The llama-herder's son and coca-growers' union rabble-rouser has championed all of Bolivia's Indians - at the expense of wealthy ranchers and farmers centred in the eastern lowlands. He has been careful, however, not to alienate too many landholders with a land redistribution program in which confiscation of fallow land has been modest.
Pre-election polls put Morales far out in front of his nearest competitor in a field of nine candidates. Manfred Reyes, a former military officer and state governor associated with the previous discredited ruling class, had 20 percent support. His running mate is in jail, accused of backing a massacre of Morales supporters in 2008 as a state governor.
A more centrist opposition candidate, cement magnate Samuel Doria Medina, was running third with about 10 percent support.

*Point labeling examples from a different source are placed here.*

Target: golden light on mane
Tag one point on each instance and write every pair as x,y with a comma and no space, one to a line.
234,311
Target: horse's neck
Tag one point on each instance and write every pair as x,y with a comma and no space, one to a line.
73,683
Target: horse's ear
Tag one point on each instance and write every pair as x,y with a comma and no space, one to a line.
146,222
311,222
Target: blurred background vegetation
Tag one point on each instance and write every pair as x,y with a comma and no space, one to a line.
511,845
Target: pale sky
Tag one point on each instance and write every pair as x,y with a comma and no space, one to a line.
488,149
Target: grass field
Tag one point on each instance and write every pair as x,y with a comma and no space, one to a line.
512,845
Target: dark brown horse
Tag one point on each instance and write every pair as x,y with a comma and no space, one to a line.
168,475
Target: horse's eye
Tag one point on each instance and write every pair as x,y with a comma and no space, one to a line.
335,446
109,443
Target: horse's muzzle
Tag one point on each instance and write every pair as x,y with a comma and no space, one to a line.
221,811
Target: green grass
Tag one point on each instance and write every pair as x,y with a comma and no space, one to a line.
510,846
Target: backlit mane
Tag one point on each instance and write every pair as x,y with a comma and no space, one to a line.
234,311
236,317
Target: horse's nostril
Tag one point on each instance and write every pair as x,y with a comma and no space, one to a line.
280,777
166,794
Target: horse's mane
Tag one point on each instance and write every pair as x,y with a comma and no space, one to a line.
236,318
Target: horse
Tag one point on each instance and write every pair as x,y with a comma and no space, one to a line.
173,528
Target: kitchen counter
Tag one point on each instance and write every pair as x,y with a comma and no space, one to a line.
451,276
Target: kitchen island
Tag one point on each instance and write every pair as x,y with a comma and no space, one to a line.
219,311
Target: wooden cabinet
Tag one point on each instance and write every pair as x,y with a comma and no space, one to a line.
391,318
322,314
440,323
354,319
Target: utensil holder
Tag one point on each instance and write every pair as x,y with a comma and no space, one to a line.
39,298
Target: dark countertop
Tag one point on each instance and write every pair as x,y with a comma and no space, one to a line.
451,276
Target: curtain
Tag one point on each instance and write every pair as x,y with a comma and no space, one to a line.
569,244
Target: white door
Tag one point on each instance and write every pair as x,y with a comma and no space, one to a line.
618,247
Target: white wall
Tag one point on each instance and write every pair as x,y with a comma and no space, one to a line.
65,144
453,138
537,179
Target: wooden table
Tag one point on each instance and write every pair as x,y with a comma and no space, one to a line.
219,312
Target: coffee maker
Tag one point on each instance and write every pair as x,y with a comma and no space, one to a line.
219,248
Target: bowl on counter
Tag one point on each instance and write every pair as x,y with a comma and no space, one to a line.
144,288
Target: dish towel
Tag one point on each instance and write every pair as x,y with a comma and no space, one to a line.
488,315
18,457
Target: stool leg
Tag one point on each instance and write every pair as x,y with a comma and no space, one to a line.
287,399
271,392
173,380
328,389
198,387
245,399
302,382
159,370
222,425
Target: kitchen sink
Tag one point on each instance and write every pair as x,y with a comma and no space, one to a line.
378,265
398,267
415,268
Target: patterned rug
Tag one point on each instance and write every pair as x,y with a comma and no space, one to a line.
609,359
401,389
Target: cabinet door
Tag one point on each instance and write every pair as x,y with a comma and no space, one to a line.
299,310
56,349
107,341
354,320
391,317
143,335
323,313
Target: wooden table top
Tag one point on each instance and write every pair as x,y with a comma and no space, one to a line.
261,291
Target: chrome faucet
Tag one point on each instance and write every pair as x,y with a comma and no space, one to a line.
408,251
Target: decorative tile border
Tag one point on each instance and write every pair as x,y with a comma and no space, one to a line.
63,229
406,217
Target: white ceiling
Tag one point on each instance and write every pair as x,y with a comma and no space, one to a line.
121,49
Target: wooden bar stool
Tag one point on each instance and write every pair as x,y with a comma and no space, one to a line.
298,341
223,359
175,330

"The right hasn't been able to come up with anything that is new or inspires confidence," said Kathy Ledebur, an analyst who runs the non-profit Andean Information Network.
Morales, meanwhile, has used profits from the country's natural gas industry, which he nationalised in May 2006, to provide the highly popular subsidies for schoolchildren, as well as new mothers and the elderly.
Benefiting from higher prices for the natural gas and minerals that account for the bulk of Bolivia's exports, the economy grew 6 percent last year and is on track for a 3 percent rise in 2009.
Morales' detractors say he is taking Bolivia down what they consider the same ruinous totalitarian socialist path as Venezuela's Hugo Chavez, while similarly forging dangerous alliances with Iran and Russia.
"He's created a tyranny," said Mario Orellana, a 65-year-old retired army colonel who said he voted for Reyes. "He does what he likes. There's not democracy."
Besides tightening state control over the gas, oil and mining sectors, Morales has nationalised the main phone company and signalled his intention to take over the electrical power industry.
"Sooner or later he'll nationalise the banks," said Victor Hugo Cardenas, a former vice president and Morales critic whose house was ransacked by a pro-Morales mob earlier this year.
But many analysts believe Morales will be careful not to alienate the foreign investors he needs to increase raw materials output - they just won't be able to own the mines and wells.
Last month, Bolivia received a pledge of a US$1.5 billion investment from the Spanish-Argentine company Repsol for natural gas development.
Relations with the United States, meanwhile, have been rocky.
Morales expelled the US ambassador and the Drug Enforcement Administration in late 2008 for allegedly inciting his political opposition.
In a speech on Saturday, Morales claimed Bolivia is confiscating more cocaine now than it did when the DEA was active in the country. UN figures show that cocaine production is up, however, from an estimated 80 metric tons in 2005 to 103 metric tons last year.